Service, Part 4
Today I got to take part in a more organized act of service that wasn't through/from a Church activity. I've been trying to find more of these to do that will fit into my ridiculous schedule. There were two "downsides" to my experience, which in my Pollyanna viewing weren't all that bad in the end.
The first, there were SO many people that I was able to help for a few minutes and then I had nothing else to do. I felt rather useless just standing there. But the places that were still doing something were so crowded that I knew I'd just be standing in the way there. So I didn't get to help out as much there. But the Pollyanna views on it are
*how fantastic to have so many people willing to serve!
*I loved being able to watch these people serve, especially all the kids there. One boy was amazing at his sandwich wrapping skills.

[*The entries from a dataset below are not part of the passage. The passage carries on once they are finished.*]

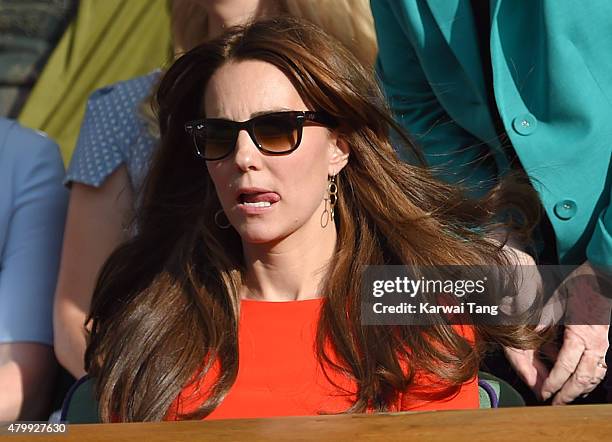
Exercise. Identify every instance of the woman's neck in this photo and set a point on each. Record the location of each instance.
(291, 269)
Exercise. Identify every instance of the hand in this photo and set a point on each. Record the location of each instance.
(580, 364)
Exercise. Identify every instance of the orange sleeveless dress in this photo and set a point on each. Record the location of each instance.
(279, 374)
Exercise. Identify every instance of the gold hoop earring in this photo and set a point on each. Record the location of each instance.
(218, 224)
(332, 191)
(330, 200)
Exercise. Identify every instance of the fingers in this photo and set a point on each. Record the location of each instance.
(567, 362)
(529, 367)
(589, 373)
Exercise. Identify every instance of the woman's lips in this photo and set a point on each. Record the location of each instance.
(256, 201)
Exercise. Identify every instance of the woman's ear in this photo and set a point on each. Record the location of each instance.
(340, 151)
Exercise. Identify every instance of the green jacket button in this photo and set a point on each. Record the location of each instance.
(565, 209)
(525, 124)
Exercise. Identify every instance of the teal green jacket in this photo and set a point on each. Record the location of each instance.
(552, 78)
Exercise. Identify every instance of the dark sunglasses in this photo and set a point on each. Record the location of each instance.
(277, 133)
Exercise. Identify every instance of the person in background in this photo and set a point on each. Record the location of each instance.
(32, 213)
(492, 86)
(118, 138)
(30, 30)
(274, 185)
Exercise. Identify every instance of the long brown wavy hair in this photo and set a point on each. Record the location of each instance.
(166, 303)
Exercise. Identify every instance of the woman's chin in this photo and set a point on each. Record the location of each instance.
(257, 236)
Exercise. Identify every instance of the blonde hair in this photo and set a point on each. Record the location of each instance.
(349, 21)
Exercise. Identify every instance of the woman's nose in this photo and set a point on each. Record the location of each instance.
(246, 154)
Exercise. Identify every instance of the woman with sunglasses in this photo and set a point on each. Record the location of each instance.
(274, 184)
(119, 135)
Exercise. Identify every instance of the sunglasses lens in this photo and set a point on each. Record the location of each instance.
(277, 133)
(216, 139)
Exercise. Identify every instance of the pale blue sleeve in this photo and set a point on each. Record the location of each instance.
(33, 202)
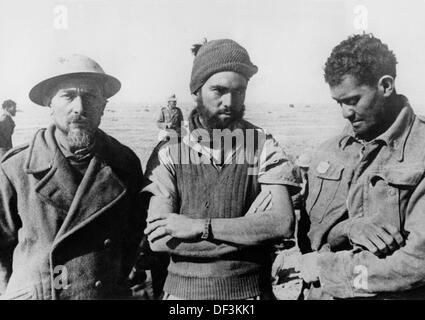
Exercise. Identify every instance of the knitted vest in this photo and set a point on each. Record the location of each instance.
(208, 192)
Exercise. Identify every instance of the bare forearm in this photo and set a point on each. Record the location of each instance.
(201, 249)
(338, 234)
(255, 229)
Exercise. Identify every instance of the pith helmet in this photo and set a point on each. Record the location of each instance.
(74, 66)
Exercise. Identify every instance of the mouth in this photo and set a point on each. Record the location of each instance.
(356, 122)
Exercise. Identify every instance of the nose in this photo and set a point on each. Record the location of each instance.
(227, 100)
(347, 111)
(77, 105)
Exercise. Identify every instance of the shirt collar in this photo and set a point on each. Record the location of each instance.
(396, 134)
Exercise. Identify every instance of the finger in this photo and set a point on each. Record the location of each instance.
(257, 202)
(157, 217)
(157, 234)
(395, 233)
(368, 245)
(265, 203)
(155, 225)
(379, 244)
(387, 239)
(261, 198)
(269, 206)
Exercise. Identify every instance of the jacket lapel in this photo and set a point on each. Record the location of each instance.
(58, 184)
(99, 190)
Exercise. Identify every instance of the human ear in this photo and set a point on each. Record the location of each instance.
(386, 84)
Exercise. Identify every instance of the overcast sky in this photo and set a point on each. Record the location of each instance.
(146, 43)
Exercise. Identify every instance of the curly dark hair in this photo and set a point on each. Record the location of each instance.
(363, 56)
(8, 103)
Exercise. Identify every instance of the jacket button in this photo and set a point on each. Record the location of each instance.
(107, 242)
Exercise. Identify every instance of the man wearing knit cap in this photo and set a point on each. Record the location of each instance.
(70, 215)
(213, 209)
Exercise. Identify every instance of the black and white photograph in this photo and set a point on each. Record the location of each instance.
(213, 150)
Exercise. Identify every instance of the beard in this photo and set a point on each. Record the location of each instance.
(213, 120)
(80, 133)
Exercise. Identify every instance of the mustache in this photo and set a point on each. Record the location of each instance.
(78, 119)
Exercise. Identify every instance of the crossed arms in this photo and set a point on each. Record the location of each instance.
(269, 218)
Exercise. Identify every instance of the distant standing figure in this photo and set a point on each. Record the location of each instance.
(7, 125)
(170, 116)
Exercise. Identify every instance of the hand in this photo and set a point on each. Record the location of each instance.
(175, 225)
(286, 263)
(380, 240)
(262, 202)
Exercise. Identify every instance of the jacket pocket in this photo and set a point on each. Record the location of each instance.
(325, 182)
(390, 191)
(27, 293)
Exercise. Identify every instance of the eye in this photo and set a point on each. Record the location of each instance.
(68, 95)
(352, 101)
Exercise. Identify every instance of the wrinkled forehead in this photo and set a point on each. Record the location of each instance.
(85, 85)
(349, 86)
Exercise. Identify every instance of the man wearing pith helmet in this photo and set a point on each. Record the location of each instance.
(70, 215)
(208, 211)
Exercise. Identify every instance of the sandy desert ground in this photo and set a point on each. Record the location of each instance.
(298, 129)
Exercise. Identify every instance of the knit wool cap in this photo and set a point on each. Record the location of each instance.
(217, 56)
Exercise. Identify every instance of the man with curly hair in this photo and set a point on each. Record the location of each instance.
(364, 225)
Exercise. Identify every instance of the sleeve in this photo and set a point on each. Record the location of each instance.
(347, 274)
(276, 168)
(9, 224)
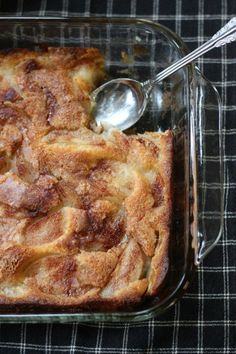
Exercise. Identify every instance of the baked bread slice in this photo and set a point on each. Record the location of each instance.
(84, 216)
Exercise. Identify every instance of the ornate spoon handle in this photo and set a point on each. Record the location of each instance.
(224, 35)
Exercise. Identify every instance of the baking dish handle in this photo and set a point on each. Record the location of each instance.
(209, 167)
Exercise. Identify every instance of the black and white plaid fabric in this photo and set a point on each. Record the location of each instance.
(204, 321)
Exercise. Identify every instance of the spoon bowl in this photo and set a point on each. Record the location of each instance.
(121, 102)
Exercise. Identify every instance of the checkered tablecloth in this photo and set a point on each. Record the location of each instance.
(204, 321)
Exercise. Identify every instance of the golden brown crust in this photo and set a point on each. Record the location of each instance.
(84, 217)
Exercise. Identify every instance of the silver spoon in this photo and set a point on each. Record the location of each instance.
(121, 102)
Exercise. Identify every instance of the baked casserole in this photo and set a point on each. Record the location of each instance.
(85, 215)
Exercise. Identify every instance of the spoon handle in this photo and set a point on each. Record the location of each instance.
(225, 35)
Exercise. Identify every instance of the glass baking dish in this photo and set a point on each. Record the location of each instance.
(185, 102)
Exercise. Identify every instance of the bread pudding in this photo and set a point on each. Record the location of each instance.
(85, 216)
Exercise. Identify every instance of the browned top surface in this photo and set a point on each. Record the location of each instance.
(84, 217)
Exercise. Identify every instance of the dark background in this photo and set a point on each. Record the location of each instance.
(204, 321)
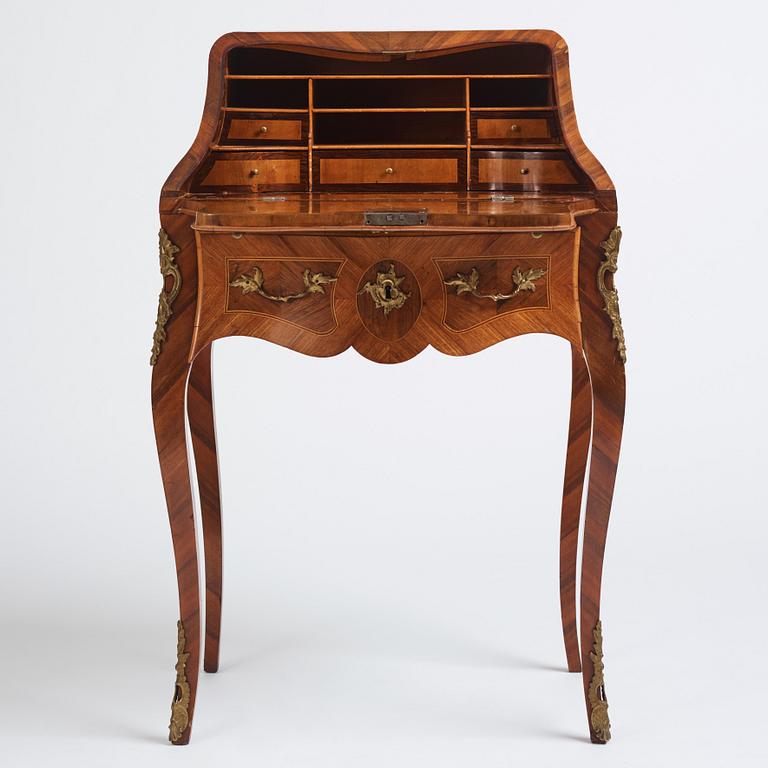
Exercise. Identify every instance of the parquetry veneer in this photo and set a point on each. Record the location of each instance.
(387, 191)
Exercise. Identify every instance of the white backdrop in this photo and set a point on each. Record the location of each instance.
(390, 596)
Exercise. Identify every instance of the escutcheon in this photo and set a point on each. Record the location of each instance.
(388, 300)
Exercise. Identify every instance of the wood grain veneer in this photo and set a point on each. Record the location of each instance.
(470, 139)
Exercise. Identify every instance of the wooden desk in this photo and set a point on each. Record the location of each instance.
(387, 191)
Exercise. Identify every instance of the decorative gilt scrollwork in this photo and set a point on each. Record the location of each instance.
(611, 297)
(386, 292)
(523, 281)
(168, 268)
(313, 283)
(181, 692)
(598, 702)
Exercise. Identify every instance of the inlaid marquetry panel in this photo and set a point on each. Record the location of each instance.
(465, 310)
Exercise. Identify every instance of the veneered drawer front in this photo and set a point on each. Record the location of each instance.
(525, 170)
(389, 170)
(512, 129)
(254, 171)
(265, 130)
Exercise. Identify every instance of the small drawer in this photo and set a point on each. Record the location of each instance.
(525, 171)
(446, 170)
(266, 128)
(254, 171)
(512, 129)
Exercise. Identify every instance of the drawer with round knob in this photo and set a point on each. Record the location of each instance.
(370, 169)
(511, 129)
(261, 129)
(253, 171)
(547, 171)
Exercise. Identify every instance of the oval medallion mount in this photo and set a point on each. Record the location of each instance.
(388, 300)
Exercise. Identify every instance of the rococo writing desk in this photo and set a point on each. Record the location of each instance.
(387, 191)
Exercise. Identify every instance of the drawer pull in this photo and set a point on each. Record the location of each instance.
(386, 292)
(313, 283)
(523, 280)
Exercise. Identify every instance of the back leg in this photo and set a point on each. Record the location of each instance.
(573, 485)
(203, 429)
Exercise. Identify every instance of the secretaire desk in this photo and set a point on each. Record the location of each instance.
(387, 191)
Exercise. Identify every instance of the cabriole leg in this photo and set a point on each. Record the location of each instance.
(170, 352)
(575, 467)
(605, 354)
(203, 429)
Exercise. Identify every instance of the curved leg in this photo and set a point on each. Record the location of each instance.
(170, 355)
(575, 467)
(603, 341)
(203, 429)
(168, 412)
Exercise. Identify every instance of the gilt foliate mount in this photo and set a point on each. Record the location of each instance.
(522, 280)
(386, 292)
(181, 690)
(254, 283)
(598, 703)
(611, 296)
(168, 268)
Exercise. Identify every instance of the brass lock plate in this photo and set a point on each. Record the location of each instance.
(395, 218)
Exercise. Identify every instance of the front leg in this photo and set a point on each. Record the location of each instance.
(203, 428)
(605, 353)
(579, 432)
(170, 360)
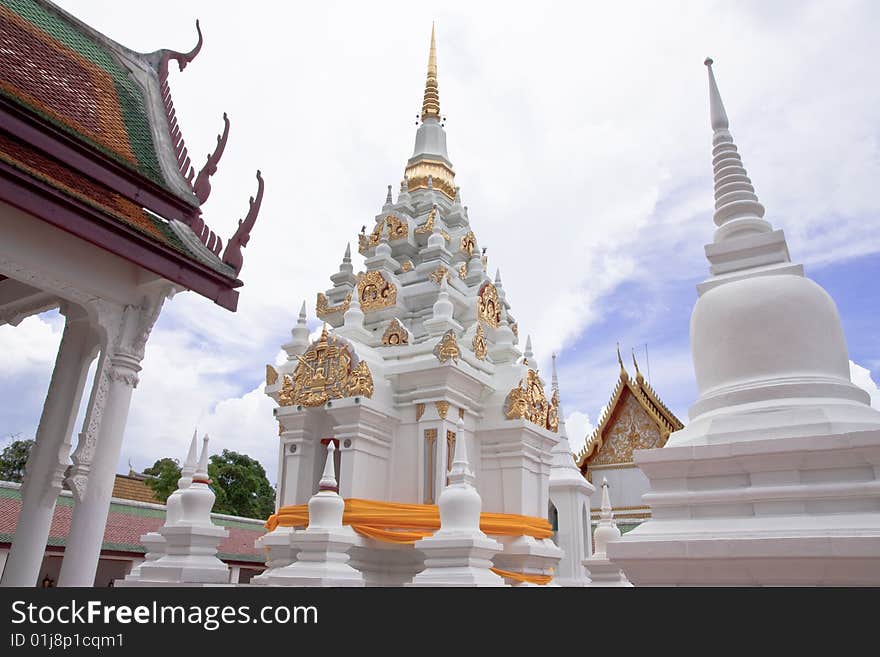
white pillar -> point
(97, 452)
(47, 461)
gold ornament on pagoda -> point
(428, 226)
(395, 334)
(323, 307)
(397, 228)
(438, 274)
(326, 371)
(479, 343)
(374, 292)
(468, 243)
(447, 347)
(527, 401)
(488, 305)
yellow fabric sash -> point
(393, 522)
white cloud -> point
(578, 427)
(861, 376)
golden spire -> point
(431, 101)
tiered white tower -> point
(420, 340)
(776, 480)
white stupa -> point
(775, 480)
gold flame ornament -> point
(527, 401)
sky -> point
(580, 137)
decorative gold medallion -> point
(428, 226)
(438, 274)
(375, 292)
(447, 347)
(488, 305)
(397, 228)
(395, 334)
(327, 370)
(323, 307)
(468, 243)
(479, 343)
(529, 402)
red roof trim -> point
(50, 205)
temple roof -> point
(647, 398)
(91, 124)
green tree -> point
(241, 486)
(13, 459)
(165, 473)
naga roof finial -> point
(202, 185)
(232, 255)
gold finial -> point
(638, 374)
(431, 101)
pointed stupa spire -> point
(328, 477)
(431, 100)
(735, 200)
(527, 354)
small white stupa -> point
(191, 537)
(775, 481)
(323, 548)
(603, 571)
(459, 553)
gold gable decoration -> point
(327, 370)
(447, 347)
(375, 293)
(323, 307)
(528, 401)
(395, 334)
(488, 305)
(634, 418)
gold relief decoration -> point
(395, 334)
(479, 343)
(374, 292)
(428, 226)
(438, 274)
(527, 401)
(488, 305)
(468, 243)
(447, 347)
(327, 370)
(323, 307)
(397, 228)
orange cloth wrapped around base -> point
(394, 522)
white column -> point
(97, 453)
(47, 461)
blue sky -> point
(581, 140)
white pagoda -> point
(417, 352)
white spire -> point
(328, 477)
(460, 473)
(736, 205)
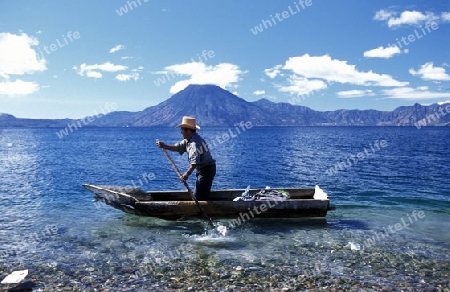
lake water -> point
(390, 229)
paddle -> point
(189, 189)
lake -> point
(390, 229)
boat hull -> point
(172, 205)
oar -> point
(189, 189)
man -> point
(199, 157)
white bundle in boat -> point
(319, 194)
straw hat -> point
(188, 122)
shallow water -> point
(53, 227)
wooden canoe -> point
(172, 205)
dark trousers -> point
(205, 177)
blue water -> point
(52, 226)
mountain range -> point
(214, 106)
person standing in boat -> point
(199, 157)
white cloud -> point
(128, 77)
(422, 92)
(381, 52)
(93, 71)
(310, 73)
(355, 93)
(116, 48)
(17, 57)
(18, 87)
(383, 14)
(428, 72)
(273, 72)
(410, 18)
(224, 75)
(259, 92)
(302, 86)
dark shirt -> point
(197, 150)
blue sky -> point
(70, 59)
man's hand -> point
(184, 177)
(160, 143)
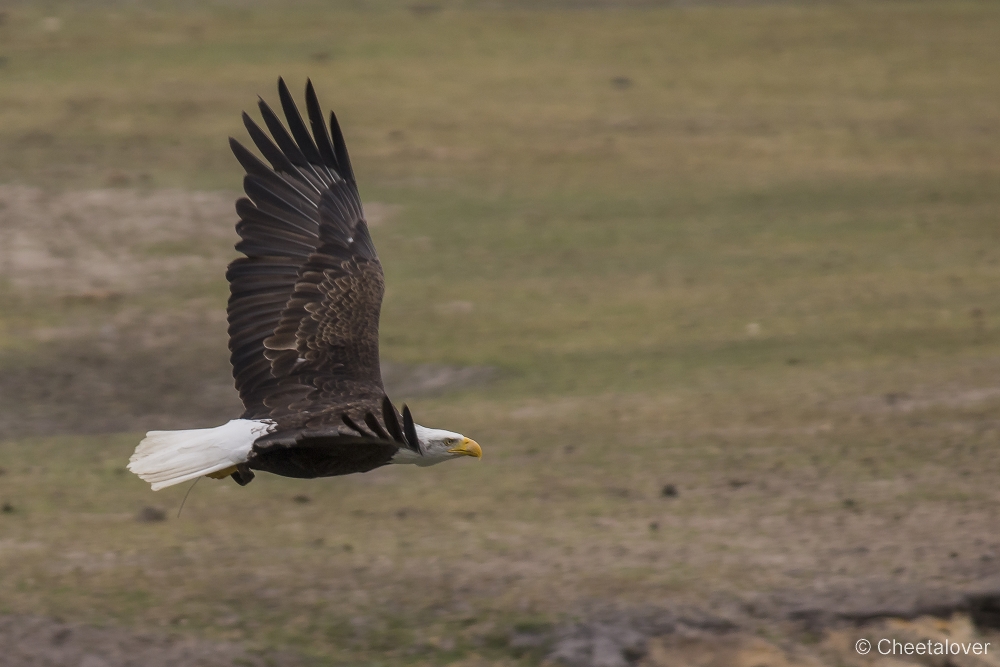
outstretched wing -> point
(305, 301)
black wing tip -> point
(410, 431)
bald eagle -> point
(303, 326)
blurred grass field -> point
(749, 251)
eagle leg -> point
(243, 475)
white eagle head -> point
(438, 445)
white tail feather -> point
(165, 458)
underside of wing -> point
(310, 283)
(305, 300)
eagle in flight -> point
(303, 326)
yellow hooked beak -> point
(467, 448)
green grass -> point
(714, 273)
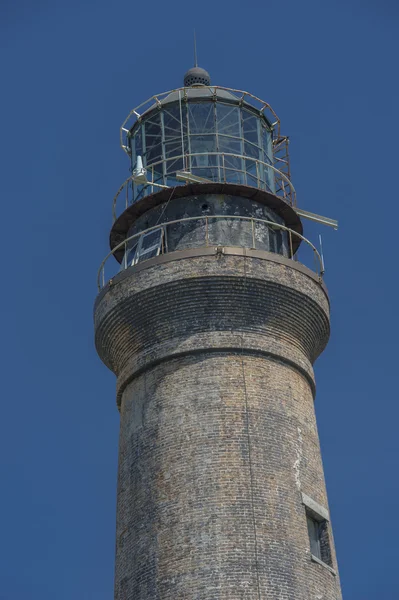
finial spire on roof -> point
(195, 50)
(196, 76)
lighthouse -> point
(211, 321)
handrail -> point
(213, 89)
(223, 154)
(291, 232)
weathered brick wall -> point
(218, 433)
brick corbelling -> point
(194, 521)
(211, 299)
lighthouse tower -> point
(211, 312)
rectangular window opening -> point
(150, 244)
(319, 537)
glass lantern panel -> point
(153, 139)
(201, 145)
(250, 127)
(228, 120)
(229, 145)
(172, 123)
(201, 117)
(253, 151)
(267, 144)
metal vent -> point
(196, 76)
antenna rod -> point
(195, 51)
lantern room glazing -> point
(205, 132)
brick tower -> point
(211, 318)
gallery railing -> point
(220, 167)
(154, 241)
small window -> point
(319, 538)
(275, 239)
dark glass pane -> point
(229, 145)
(313, 529)
(201, 117)
(252, 181)
(176, 164)
(153, 154)
(250, 127)
(172, 122)
(251, 150)
(234, 176)
(267, 144)
(232, 162)
(201, 145)
(137, 141)
(173, 149)
(150, 239)
(153, 139)
(228, 120)
(207, 172)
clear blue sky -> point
(70, 72)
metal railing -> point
(318, 264)
(221, 172)
(241, 97)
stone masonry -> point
(213, 350)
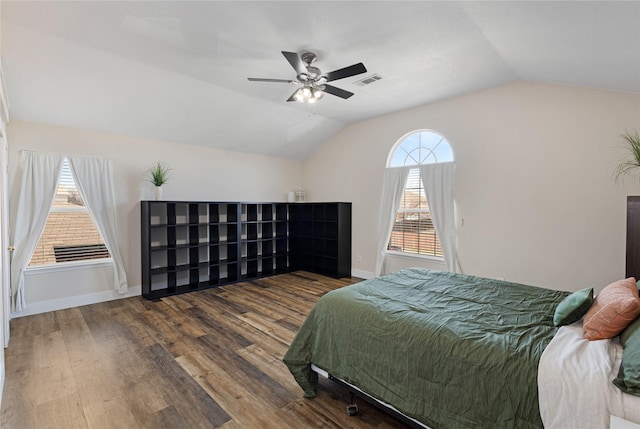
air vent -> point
(368, 80)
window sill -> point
(67, 266)
(416, 256)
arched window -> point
(413, 230)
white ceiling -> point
(177, 71)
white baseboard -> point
(75, 301)
(362, 274)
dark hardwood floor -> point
(199, 360)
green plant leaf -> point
(158, 174)
(631, 140)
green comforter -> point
(450, 350)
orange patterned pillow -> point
(613, 310)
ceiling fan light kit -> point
(313, 81)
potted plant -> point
(158, 175)
(632, 142)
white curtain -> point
(395, 180)
(438, 182)
(94, 180)
(38, 182)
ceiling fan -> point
(313, 81)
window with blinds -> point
(70, 233)
(413, 231)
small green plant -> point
(632, 142)
(158, 174)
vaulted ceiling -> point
(177, 70)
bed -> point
(452, 351)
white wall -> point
(198, 173)
(534, 180)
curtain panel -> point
(38, 181)
(438, 183)
(394, 181)
(94, 180)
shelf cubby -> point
(189, 246)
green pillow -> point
(573, 307)
(628, 379)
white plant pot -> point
(157, 193)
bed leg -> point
(352, 408)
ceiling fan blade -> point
(257, 79)
(337, 91)
(346, 72)
(295, 61)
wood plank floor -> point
(199, 360)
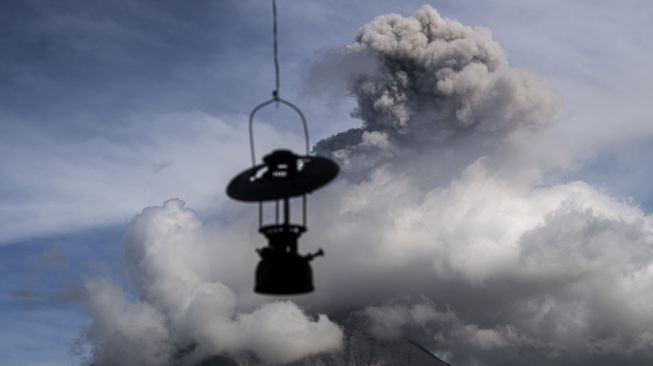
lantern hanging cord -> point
(275, 93)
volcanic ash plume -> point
(430, 80)
(439, 236)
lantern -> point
(282, 176)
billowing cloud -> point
(444, 228)
(178, 309)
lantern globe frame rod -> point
(277, 99)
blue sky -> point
(110, 107)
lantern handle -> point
(275, 99)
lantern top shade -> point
(283, 174)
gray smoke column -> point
(438, 232)
(429, 80)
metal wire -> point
(275, 92)
(277, 99)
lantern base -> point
(283, 274)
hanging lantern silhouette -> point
(282, 176)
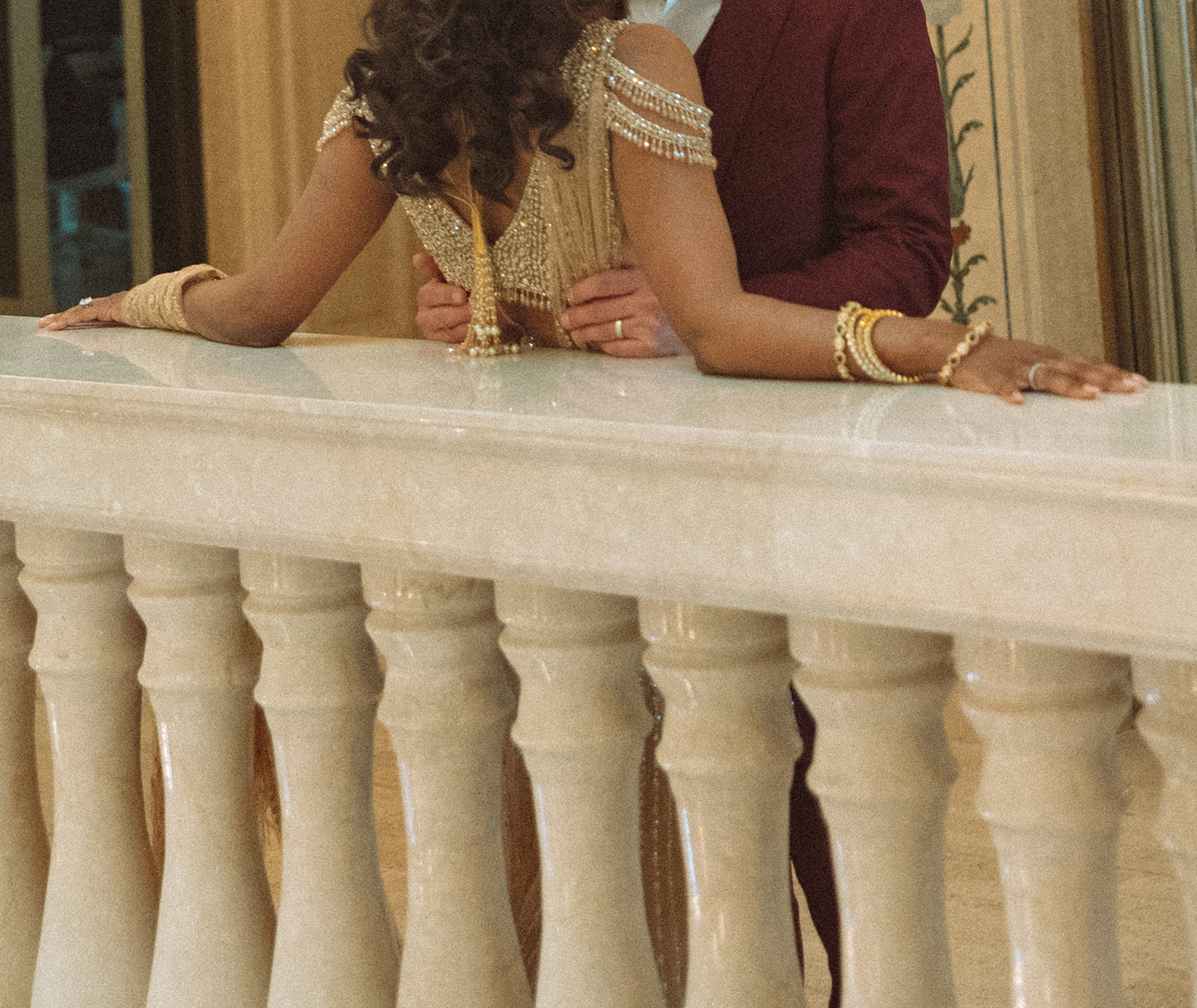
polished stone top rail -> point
(1059, 522)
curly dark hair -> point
(428, 62)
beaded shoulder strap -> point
(626, 88)
(345, 110)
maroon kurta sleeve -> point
(890, 225)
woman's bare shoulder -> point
(660, 56)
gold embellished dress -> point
(568, 224)
(568, 227)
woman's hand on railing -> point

The other "downside" was that I didn't get to help in the second part. If I'd made the car trip up, I would have had 15 minutes to help there (again, among a huge crowd) and then would have had to leave for choir practice. But the Pollyanna views on this are
*I was able to join my carpool for choir instead of going alone. I love these ladies of the carpool and our rides to and from choir are one of the things that makes these Sunday night choir rehearsals so great
*I was able to stay behind at the first building and help to clean it up. Since only 3 of us stayed, I felt needed and useful and was able to meet people in a less socially-intimidating situation (because that huge crowd and the first-time experience sent me into all kinds of social anxieties!).
Still, I was really glad I got to be a part of it. And for me, the best part of the whole experience, especially the "downsides" are that they reminded me of one of the greatest lessons on service that I ever had.
My first Youth Conference when our family moved back to DE was habitat for humanity. We were going to be split into our groups, and each group was going to build homes, handicap ramps, and other down-and-dirty kinda work. The real "Yeah--I totally served!" kind of work. (I don't know how else to describe it, but you get it, right?) On the first day, my group went to a local Church member's house, and helped clear away some brush, then wash down the house. That was it. We found out later that we were preparing the house to have a ramp built.
The next day, we expected that our group would go back to the house to build the ramp. But our group got split up, and I was one of 2 or 3 teens left behind at the Church. And they had nothing for us to do. Finally they had us move a pile of branches from one side of the parking lot to the other where the dumpster was. And then they asked me to help wash 400 potatoes they were going to use in our dinner for that night. When we were told of a local Church member who needed her mobile home cleaned, I jumped at the chance to go. The place was so small, we were done in 10 minutes.
I spent the rest of Youth Conference hearing about all of the other teens' experiences in building homes. There was so much laughter and excitement. I could see them glowing from their experience. And me? I'd washed a house and some potatoes. I felt so insignificant. Like I hadn't been able to truly contribute. It was a very rough Saturday evening as I returned with my ward group, and had to sit through another dinner of hearing all about their experiences.
The next morning. Sunday. I always loved my Sunday mornings. Such great times of spiritual contemplation. And that room (all my own--and with the best window EVER!) in Delaware had some of the best spiritual experiences of my teen life because I really learned to ponder and listen to the Holy Ghost. That morning was one of those experiences. I was sorrowing over my inability to "truly serve" when I looked up on my wall. One of the ~15
Mormonads on my wall jumped out at me:
Our Savior, the greatest man that will ever walk this earth, did some of the measliest, teeny, seemingly-insignificant things every day of His life. He did the "lower" stuff. The lesser things. And I'm pretty sure He didn't begrudge any thing that He did. And I know that those whom He served didn't think those things were little.
Suddenly I realized that while what I did was so small compared to the teens who built houses. But I helped the sisters making dinner. I took care of the small tasks that somebody had to do. I visited an elderly lady in her home while doing something she couldn't get to. They were small, insignificant tasks. But to those whom those tasks helped, those things were not small.
And I learned that all service, no matter how great or small, IS significant. It matters. What you do matters--to those whom you will serve, and to the Savior who wishes for those things to be done.